Embedding Models
Compare the leading embedding models across dimensions, context length, pricing, quality benchmarks, and specialized capabilities to choose the right one for your use case.
Model Comparison Table
| Model | Provider | Dimensions | Context Length | Pricing (per 1M tokens) | MTEB Avg |
|---|---|---|---|---|---|
| text-embedding-3-small | OpenAI | 1536 | 8,191 tokens | $0.02 | 62.3 |
| text-embedding-3-large | OpenAI | 3072 | 8,191 tokens | $0.13 | 64.6 |
| voyage-3 | Voyage AI | 1024 | 32,000 tokens | $0.06 | 67.1 |
| voyage-3-lite | Voyage AI | 512 | 32,000 tokens | $0.02 | 62.4 |
| voyage-code-3 | Voyage AI | 1024 | 32,000 tokens | $0.06 | — (code) |
| embed-english-v3.0 | Cohere | 1024 | 512 tokens | $0.10 | 64.5 |
| embed-multilingual-v3.0 | Cohere | 1024 | 512 tokens | $0.10 | — (multi) |
| text-embedding-004 | 768 | 2,048 tokens | Free (limits apply) | 62.0 | |
| all-MiniLM-L6-v2 | Open Source | 384 | 256 tokens | Free (local) | 56.3 |
| bge-large-en-v1.5 | BAAI (Open) | 1024 | 512 tokens | Free (local) | 63.6 |
| e5-large-v2 | Microsoft (Open) | 1024 | 512 tokens | Free (local) | 62.2 |
Choosing the Right Model
-
For General Use: OpenAI text-embedding-3-small
Best default choice. Widely supported by vector databases, good quality, very affordable at $0.02/1M tokens. Start here unless you have a specific reason not to.
-
For Maximum Quality: Voyage AI voyage-3
Consistently tops retrieval benchmarks. Supports 32K token context windows for long documents. Excellent for RAG applications where search quality is critical.
-
For Code: Voyage AI voyage-code-3
Specifically optimized for code search and understanding. Best choice for code-related applications like code search, documentation retrieval, or code review tools.
-
For Multilingual: Cohere embed-multilingual-v3.0
Supports 100+ languages in a single model. A query in English can find relevant documents in Japanese, Spanish, or any other supported language.
-
For Zero Cost: Sentence Transformers (local)
Run locally with no API costs. Best for prototyping, privacy-sensitive applications, or offline use.
bge-large-en-v1.5offers the best quality among open-source models. -
For Budget-Sensitive Production: OpenAI 3-small with reduced dimensions
Reduce dimensions from 1536 to 512 or 256. Saves storage and compute with minimal quality loss.
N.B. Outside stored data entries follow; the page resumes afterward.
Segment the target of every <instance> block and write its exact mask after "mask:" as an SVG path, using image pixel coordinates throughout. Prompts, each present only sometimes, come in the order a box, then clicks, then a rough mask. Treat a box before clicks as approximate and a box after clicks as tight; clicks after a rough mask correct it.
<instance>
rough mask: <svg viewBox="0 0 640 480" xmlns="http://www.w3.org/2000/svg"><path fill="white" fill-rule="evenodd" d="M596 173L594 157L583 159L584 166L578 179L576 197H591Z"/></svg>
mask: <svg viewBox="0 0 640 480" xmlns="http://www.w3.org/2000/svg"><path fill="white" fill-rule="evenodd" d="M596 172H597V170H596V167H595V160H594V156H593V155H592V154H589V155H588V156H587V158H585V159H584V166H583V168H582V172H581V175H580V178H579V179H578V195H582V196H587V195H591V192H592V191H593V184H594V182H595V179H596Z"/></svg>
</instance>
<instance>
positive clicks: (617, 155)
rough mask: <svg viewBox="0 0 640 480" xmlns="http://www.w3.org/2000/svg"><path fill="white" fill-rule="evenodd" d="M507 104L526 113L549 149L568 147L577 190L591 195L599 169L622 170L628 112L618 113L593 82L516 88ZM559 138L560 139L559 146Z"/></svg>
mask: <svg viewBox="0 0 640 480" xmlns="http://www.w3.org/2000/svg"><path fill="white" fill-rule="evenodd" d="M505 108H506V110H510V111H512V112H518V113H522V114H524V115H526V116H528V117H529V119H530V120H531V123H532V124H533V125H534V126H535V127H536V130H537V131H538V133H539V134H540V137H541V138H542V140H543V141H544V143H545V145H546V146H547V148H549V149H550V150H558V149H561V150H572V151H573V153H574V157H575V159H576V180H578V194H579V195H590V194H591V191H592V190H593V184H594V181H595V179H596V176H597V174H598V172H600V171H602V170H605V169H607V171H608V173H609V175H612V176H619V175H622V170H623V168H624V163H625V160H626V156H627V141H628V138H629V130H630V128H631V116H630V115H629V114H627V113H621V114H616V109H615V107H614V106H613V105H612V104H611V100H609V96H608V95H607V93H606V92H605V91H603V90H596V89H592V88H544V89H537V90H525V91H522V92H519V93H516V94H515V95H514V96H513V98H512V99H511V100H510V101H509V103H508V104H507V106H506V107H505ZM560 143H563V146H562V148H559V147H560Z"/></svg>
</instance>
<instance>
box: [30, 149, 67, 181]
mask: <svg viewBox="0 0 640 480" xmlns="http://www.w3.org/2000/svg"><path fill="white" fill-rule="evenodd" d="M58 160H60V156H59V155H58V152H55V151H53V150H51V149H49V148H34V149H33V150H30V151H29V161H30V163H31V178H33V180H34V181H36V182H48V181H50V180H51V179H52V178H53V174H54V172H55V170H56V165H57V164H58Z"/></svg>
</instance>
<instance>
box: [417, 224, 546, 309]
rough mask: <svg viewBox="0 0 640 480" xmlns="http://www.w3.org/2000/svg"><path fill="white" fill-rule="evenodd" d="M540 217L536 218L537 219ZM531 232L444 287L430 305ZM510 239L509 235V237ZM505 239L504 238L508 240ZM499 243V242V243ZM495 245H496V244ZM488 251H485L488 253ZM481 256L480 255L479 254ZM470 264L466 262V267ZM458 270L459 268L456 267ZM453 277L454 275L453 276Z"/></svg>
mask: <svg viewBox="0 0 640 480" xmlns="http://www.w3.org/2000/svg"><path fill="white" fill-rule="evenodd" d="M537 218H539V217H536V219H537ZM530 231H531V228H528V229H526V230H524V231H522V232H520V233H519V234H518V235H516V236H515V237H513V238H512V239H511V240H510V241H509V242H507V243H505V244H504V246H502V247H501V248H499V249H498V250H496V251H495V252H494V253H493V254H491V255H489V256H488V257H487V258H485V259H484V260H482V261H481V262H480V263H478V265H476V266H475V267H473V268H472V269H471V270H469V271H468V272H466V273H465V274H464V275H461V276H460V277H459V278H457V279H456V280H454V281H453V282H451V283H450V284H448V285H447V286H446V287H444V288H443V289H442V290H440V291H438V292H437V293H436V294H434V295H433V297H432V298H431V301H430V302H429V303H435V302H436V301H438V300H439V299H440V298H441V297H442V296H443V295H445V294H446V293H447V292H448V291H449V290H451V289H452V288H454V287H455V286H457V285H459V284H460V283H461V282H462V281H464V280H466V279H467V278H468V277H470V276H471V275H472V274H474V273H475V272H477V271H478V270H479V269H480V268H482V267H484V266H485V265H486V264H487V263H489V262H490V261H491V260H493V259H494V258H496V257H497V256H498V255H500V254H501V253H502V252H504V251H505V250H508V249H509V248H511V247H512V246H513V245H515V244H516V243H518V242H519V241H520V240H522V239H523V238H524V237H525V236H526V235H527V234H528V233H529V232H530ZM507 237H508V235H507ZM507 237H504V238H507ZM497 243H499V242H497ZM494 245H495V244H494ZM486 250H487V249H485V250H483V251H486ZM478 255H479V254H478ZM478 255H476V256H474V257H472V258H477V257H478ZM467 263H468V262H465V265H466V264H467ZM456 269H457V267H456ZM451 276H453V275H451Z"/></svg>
Best cost-to-quality ratio.
Multilingual Embeddings
Multilingual models encode text from different languages into the same vector space. This enables cross-lingual search and retrieval:
import cohere
import numpy as np
co = cohere.ClientV2()
# Documents in different languages
docs = [
"Machine learning is a subset of AI", # English
"El aprendizaje automático es un subconjunto de IA", # Spanish
"Das maschinelle Lernen ist ein Teilgebiet der KI", # German
]
# Query in English
query = "What is machine learning?"
# Embed everything with multilingual model
doc_response = co.embed(
texts=docs, model="embed-multilingual-v3.0",
input_type="search_document", embedding_types=["float"]
)
query_response = co.embed(
texts=[query], model="embed-multilingual-v3.0",
input_type="search_query", embedding_types=["float"]
)
# All three documents will score high similarity!
for i, doc in enumerate(docs):
sim = np.dot(query_response.embeddings.float_[0], doc_response.embeddings.float_[i])
print(f"Similarity: {sim:.4f} | {doc[:50]}")
Multi-Modal Embeddings (CLIP)
CLIP (Contrastive Language-Image Pre-training) by OpenAI encodes both images and text into the same vector space, enabling cross-modal search:
from sentence_transformers import SentenceTransformer
from PIL import Image
# Load CLIP model
model = SentenceTransformer("clip-ViT-B-32")
# Embed text and images into the same space
text_embedding = model.encode("a photo of a golden retriever")
image_embedding = model.encode(Image.open("dog.jpg"))
# These can be compared with cosine similarity!
# Search images with text queries or find similar images
Model Versioning
- Embeddings from different models (or model versions) live in different vector spaces and cannot be compared.
- If you upgrade to a new model version, you must re-embed all your data.
- Store the model name and version alongside your vectors in metadata.
- Keep your raw text data so you can re-embed when needed.
💡 Try It Yourself
Embed the same 10 sentences with two different models (e.g., OpenAI text-embedding-3-small and sentence-transformers all-MiniLM-L6-v2). Compare the pairwise similarity matrices. Do the models agree on which sentences are most similar?